Monday, August 3, 2009

Did you miss me?

All right stop, collaborate and listen
Ice is back with a brand new invention

I hadn't heard VI in many moons, but a fellow law clerk, who clearly wishes it still was the 1990s, had it bangin' in his Subaru Legacy the other day (Sirius '90s on 9 channel if you want to queue it up) and it brought back a flood of memories. Actually, it was more like a moderate trickle of memories. What I remembered was that other than the stolen bass line that song was pretty terrible. And long, too, insufferably long. I also remembered when VI destroyed the set during the taping of 25 Lame, a show that is crying out to be released on DVD. I am actually getting close to just breaking down and buying a bootleg copy from someone online because the Youtube clips aren't enough.

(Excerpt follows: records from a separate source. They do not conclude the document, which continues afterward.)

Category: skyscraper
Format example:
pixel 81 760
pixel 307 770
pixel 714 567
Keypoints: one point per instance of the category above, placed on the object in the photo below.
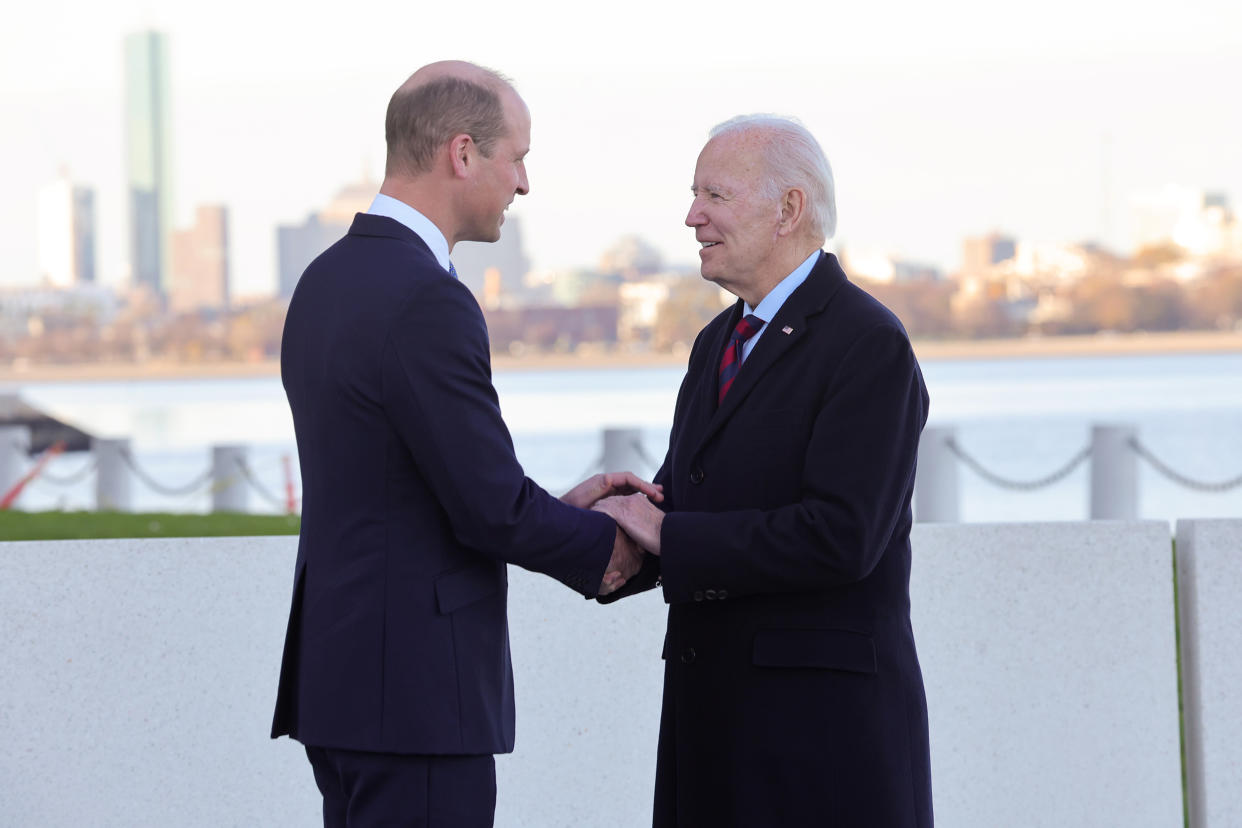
pixel 200 262
pixel 148 158
pixel 66 234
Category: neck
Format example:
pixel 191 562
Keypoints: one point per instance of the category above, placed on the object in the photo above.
pixel 779 267
pixel 424 195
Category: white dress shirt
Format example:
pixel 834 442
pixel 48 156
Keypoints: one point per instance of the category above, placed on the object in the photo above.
pixel 770 304
pixel 424 227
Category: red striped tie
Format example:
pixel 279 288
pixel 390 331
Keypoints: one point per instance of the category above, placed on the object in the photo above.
pixel 732 358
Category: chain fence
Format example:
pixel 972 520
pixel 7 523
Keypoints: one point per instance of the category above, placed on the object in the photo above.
pixel 1176 477
pixel 68 479
pixel 1017 486
pixel 168 490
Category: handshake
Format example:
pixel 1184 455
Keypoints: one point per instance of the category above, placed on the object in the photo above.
pixel 627 499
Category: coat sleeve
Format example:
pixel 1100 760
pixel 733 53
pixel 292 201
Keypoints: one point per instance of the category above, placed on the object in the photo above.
pixel 650 575
pixel 440 399
pixel 855 489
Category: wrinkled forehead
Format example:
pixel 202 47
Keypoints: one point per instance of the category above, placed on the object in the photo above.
pixel 732 162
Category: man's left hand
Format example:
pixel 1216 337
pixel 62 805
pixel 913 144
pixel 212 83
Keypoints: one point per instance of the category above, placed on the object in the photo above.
pixel 589 492
pixel 637 518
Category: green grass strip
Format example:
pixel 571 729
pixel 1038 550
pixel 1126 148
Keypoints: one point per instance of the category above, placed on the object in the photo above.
pixel 76 525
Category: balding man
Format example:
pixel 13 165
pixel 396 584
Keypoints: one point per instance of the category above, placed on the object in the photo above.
pixel 396 672
pixel 793 692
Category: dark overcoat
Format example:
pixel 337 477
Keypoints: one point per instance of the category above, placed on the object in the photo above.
pixel 793 692
pixel 412 503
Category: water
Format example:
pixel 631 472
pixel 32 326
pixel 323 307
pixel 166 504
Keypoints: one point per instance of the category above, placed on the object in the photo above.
pixel 1022 418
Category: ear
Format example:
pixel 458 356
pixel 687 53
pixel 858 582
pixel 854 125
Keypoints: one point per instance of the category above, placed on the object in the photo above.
pixel 461 154
pixel 793 207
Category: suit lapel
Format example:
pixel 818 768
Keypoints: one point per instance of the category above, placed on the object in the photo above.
pixel 794 317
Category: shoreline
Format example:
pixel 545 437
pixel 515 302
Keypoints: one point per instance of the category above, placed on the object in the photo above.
pixel 928 350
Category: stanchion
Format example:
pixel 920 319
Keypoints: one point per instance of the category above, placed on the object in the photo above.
pixel 1114 474
pixel 935 487
pixel 622 452
pixel 113 478
pixel 229 492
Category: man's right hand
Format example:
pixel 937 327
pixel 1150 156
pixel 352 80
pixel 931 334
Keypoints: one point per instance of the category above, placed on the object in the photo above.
pixel 624 565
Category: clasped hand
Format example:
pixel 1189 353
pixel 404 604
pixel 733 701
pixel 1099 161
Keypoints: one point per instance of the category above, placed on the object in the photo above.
pixel 600 489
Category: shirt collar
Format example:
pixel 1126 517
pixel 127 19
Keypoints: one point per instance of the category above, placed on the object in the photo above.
pixel 424 227
pixel 775 298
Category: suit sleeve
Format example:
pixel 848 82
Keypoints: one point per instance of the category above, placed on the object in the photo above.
pixel 440 399
pixel 856 482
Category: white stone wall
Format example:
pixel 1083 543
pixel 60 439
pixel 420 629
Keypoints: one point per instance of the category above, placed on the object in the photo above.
pixel 1210 606
pixel 1050 661
pixel 138 679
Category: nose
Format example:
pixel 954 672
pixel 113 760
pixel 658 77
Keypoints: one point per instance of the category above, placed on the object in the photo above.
pixel 694 217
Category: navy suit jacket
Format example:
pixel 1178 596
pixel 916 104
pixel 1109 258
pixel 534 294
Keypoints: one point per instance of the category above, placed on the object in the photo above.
pixel 412 504
pixel 793 692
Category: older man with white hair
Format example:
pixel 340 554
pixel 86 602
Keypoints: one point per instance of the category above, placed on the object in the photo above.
pixel 793 692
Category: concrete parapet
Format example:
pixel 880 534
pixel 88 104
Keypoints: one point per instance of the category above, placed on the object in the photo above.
pixel 1209 585
pixel 1050 663
pixel 139 678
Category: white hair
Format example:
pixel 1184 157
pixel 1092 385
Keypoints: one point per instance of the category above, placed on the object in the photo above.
pixel 794 160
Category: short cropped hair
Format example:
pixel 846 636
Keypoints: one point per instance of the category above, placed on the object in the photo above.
pixel 793 159
pixel 422 118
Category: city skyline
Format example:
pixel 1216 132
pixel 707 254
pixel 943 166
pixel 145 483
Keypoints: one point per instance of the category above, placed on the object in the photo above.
pixel 942 126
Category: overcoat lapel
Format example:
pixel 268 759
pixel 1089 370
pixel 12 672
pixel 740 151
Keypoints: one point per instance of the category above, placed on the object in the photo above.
pixel 809 299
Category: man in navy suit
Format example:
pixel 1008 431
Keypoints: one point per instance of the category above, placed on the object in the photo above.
pixel 396 672
pixel 793 692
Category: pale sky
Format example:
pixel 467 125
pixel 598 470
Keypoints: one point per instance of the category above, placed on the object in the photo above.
pixel 1043 121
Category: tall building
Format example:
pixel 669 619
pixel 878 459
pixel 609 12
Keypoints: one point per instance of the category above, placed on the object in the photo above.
pixel 149 159
pixel 298 245
pixel 200 262
pixel 66 234
pixel 979 253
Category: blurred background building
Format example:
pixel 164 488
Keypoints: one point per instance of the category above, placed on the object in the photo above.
pixel 149 159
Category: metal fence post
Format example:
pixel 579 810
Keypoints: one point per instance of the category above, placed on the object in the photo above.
pixel 622 452
pixel 229 492
pixel 935 487
pixel 1114 473
pixel 112 477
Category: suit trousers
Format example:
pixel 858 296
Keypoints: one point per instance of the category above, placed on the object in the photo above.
pixel 364 790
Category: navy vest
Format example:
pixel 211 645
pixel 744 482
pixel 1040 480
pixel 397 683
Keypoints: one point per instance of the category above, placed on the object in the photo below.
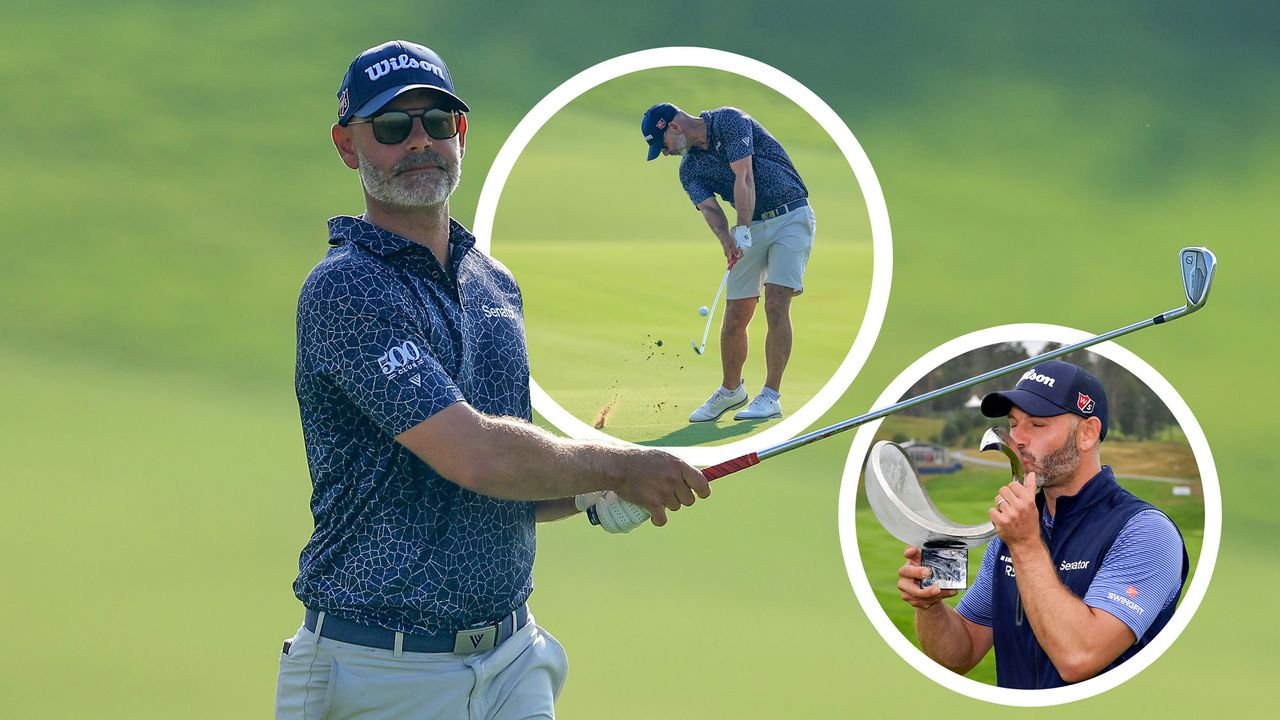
pixel 1084 528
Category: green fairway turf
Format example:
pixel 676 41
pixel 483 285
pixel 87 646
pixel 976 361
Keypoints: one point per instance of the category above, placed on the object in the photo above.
pixel 613 259
pixel 167 178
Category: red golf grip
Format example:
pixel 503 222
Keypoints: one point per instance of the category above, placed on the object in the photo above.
pixel 730 466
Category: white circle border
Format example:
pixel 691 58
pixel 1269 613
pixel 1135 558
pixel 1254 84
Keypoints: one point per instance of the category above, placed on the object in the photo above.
pixel 882 259
pixel 1101 683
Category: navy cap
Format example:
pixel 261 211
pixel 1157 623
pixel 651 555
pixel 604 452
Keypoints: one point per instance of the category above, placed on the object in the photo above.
pixel 1052 388
pixel 379 74
pixel 653 126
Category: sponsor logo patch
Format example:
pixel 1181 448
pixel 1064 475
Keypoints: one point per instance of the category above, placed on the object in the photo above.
pixel 1125 602
pixel 490 311
pixel 401 359
pixel 1036 377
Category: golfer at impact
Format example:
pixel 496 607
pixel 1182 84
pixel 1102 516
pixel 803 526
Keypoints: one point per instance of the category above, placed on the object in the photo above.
pixel 412 382
pixel 728 153
pixel 1082 574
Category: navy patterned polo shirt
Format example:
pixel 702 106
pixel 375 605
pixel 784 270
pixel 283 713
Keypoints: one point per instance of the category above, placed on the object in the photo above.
pixel 732 135
pixel 385 340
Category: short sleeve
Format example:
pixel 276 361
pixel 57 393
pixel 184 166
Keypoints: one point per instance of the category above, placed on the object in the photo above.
pixel 734 130
pixel 977 602
pixel 356 333
pixel 1142 572
pixel 691 181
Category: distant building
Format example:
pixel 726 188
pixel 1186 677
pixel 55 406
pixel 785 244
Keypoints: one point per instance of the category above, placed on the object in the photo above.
pixel 929 458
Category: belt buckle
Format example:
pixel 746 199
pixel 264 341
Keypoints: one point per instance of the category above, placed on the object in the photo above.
pixel 476 639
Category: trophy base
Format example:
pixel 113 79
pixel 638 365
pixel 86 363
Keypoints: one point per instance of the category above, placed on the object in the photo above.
pixel 949 561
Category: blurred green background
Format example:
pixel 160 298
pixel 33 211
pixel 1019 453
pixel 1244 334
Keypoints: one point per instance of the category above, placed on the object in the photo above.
pixel 167 177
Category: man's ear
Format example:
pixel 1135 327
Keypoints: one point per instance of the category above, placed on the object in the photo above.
pixel 1088 434
pixel 344 142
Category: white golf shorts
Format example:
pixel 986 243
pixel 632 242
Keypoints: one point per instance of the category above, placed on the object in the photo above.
pixel 778 255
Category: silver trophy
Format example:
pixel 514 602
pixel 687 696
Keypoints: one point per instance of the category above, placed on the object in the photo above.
pixel 903 506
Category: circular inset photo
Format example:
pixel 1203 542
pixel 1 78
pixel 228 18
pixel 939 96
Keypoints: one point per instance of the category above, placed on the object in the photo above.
pixel 1037 538
pixel 703 250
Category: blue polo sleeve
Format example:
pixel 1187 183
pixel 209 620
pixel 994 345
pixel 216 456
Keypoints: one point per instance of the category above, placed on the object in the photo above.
pixel 734 130
pixel 691 180
pixel 977 602
pixel 1142 572
pixel 356 332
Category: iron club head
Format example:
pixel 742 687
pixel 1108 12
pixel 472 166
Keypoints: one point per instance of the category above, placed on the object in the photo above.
pixel 1198 265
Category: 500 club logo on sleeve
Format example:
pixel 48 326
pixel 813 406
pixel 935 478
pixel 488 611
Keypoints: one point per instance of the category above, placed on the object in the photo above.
pixel 401 359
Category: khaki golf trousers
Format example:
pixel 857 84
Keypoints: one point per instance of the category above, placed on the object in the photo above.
pixel 323 679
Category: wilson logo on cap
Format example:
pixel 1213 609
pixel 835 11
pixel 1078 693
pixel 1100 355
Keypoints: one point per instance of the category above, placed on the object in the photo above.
pixel 400 63
pixel 1036 377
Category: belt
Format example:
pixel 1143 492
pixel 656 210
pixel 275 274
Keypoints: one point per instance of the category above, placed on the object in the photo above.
pixel 784 209
pixel 462 642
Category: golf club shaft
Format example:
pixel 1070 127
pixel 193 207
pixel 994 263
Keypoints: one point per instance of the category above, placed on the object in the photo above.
pixel 711 311
pixel 745 461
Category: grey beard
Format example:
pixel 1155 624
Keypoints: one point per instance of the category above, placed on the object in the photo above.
pixel 420 190
pixel 1059 466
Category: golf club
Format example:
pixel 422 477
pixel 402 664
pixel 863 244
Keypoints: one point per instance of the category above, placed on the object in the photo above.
pixel 711 310
pixel 1197 270
pixel 1197 267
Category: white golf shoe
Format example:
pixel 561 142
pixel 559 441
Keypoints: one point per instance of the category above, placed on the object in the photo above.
pixel 720 402
pixel 760 409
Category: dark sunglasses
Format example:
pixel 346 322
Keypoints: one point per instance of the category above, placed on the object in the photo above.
pixel 393 126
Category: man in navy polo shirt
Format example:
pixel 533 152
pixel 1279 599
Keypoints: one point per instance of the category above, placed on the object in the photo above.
pixel 428 478
pixel 728 153
pixel 1082 574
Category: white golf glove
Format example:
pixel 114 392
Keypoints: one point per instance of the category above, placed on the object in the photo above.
pixel 609 511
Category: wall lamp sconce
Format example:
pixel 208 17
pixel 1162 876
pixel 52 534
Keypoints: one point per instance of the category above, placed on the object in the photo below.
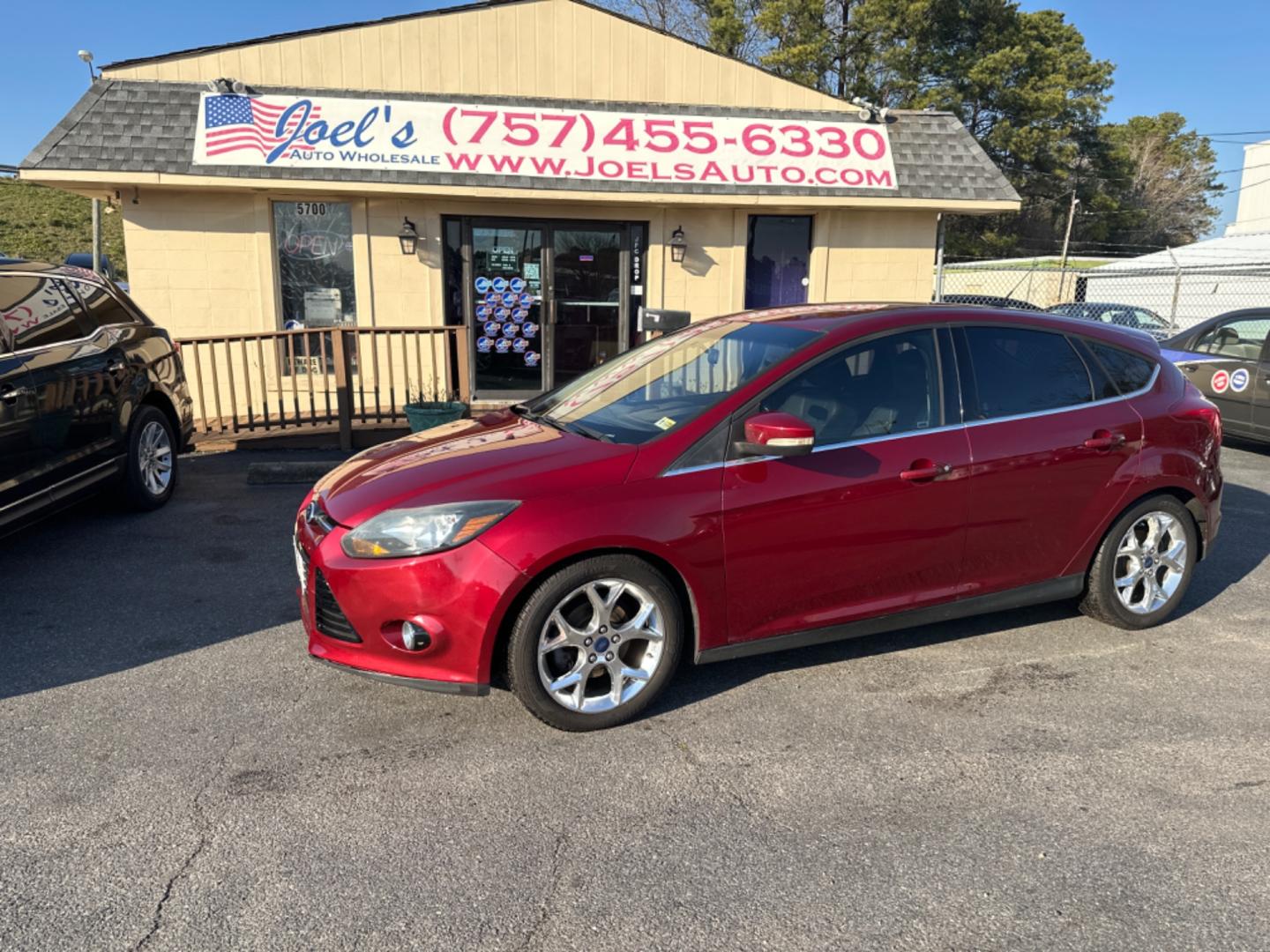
pixel 409 238
pixel 678 247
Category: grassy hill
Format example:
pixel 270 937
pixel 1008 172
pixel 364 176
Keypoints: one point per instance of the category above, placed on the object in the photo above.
pixel 46 225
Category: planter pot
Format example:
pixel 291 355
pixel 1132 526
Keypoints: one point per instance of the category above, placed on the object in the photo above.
pixel 430 414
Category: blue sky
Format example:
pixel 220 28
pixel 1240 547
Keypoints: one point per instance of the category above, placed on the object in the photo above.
pixel 1206 61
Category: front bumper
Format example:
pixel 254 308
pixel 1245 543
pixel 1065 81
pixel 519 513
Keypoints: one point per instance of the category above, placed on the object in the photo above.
pixel 455 596
pixel 444 687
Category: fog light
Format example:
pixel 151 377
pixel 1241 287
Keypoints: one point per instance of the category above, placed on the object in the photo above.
pixel 415 636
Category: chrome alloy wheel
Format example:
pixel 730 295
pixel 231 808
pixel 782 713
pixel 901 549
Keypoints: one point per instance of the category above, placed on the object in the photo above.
pixel 1151 562
pixel 601 645
pixel 153 458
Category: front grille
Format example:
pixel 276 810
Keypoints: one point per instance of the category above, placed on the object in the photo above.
pixel 328 616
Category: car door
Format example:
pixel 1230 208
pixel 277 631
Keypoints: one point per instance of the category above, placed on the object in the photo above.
pixel 873 521
pixel 1054 450
pixel 1224 361
pixel 19 456
pixel 120 387
pixel 1261 397
pixel 69 367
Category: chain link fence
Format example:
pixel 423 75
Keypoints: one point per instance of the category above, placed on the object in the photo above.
pixel 1117 292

I think my memory of 25 Lame is actually funnier than it actually was, but not a week goes by that I don't think of it. (That was a sad sentence but nonetheless true!)

But before you think me some sort of sentimental sappy sod, I can explain why I am in such a contemplative mood. I am reading a biography of Ted Williams that is making me yearn for the past, when men were men (meaning they tended to spit on unruly fans) and baseball was baseball (meaning, I guess, that only white men were allowed to play it). (Speaking of Williams, read this. It is the greatest sports story ever written and seems to show that maybe everything was better in the past). However, I guess the noted poor driver William Joel may have been right when he said "the good old days weren't always good and tomorrow ain't as bad as it seems." That's the kind of seemingly deep yet totally pointless comment that could sell pop records back when I was a kid. Now, it's just booty-shaking, Autotune, and kooky Minnesotans dancing that moves product.

If you can't tell, I have no idea what is going on in the world these days. I move in a bubble of unimportance that I pretend is important. And that is really what I wanted to talk about. Recently, I attended a hearing with a real live prisoner in a real orange jumpsuit and real arm and leg shackles. I attended this hearing to see this person because much of my time lately has been working in an effort to keep said person in said jumpsuit. Said person clearly did not understand why I was at his hearing and probably was not happy to have me there. But I wanted to be there to recognize that what I was doing was having an impact. Obviously, such a situation can lead to some conflicting feelings. I don't really know if said person belongs in that jumpsuit. I know what I have been told. I know what I read in reports. But it is something a little bit different to see the effect on the actual person and the effect on his or her family. I often say that staying in the office, poring over books and never seeing the light of day is fine with me (can a person's skin get more untanned than absolute white? Of course not, it's an impossibility!). But sometimes you have to face what you are doing. Not because it is supposed to make you feel bad about it or that you are doing the wrong thing, but to keep you focused on how important it is so that you do only what you know is right and truthful.

When Chief Justice John Roberts was on campus this year he was asked if he lost sleep over all of the petitions he gets from prisoners on death row. He frankly admitted that if he did lose sleep over them he wouldn't ever get any sleep. This is true. He said he simply took every one seriously, made his best decision, and then moved on. If he didn't move on, he wouldn't get to live his own life. I think he was absolutely right, but the trick is to take each one seriously even after receiving them over and over again. I am far too green to take anything lightly, but I know that attending that hearing simply reinforced the need for focus.

I meant for this entry to be lighthearted. Honestly, the only thing that keeps this blog from being the bleakest on the Interwebs is that I post so rarely. I don't mean to be spend every day of my life as Mopes the Sad Clown or some sort of martyr who has the weight of the world on his shoulders. I guess I just take this stuff seriously, for now, at least. My current fear level is at orange at all times, although it is inching toward red since I am less than one year from the bar exam. By then I don't think I'll have any fingernails left, maybe no fingers at all. The seriousness will be like Schindler's List in Darfur. No, I won't expect you to talk to me. I wouldn't talk to me either.

So I'm going to post this, even though it is of questionable value and makes me seem like a possible danger to myself and others. But when it's not basketball season there is not much for me to write about. Well, some of my readers don't want the basketball anyway. I can't think they would like this better, but we'll see I guess. Well, that's all for now.